あるコンペで3位入賞した作品が極めてユニークということで評判になっているというウェブ上の記事が昨年あった。
実現を前提としない仮想テーマによるいわゆるアイデアコンペなのだが、「Archtriumph」という英のサイトが「セーヌ河にかかる現代の橋」というテーマで案を募集したところ、フランスの建築家グループAZCが提案したのは、橋の欄干をPVCの空気膜チューブで作り、これをドーナッツ状のアーチにしたものを3個連続させて、ドーナッツ状の穴の部分にメッシュ状のトランポリンを張り、ピョンピョン跳びはねながら向こう岸に渡るというアイデアで、たくさんの人間がセーヌ河上に浮かんでいるドローイングは楽しそうな雰囲気がとても良く伝わってくる秀逸なものであった。
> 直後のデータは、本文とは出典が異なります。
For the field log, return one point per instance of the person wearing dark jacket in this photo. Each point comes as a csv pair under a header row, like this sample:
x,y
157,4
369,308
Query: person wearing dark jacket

提案趣旨に「渡るだけでなく、観光客や住民がもっと楽しんだり遊んだりできる橋を目指した」とあるとおり、河を渡るという行為そのものを捉えなおしたところにこの提案のユニークさがある。
仮に実現させるとなると、安全上の問題をはじめとして検討すべき課題は多いが、それにしてもこんな橋がどこかにあったらいいなと思わせるだけの魅力がある近頃まれな提案で、ある行為の意味や在り方を考え直すことの重要性を再認識させられた次第であった。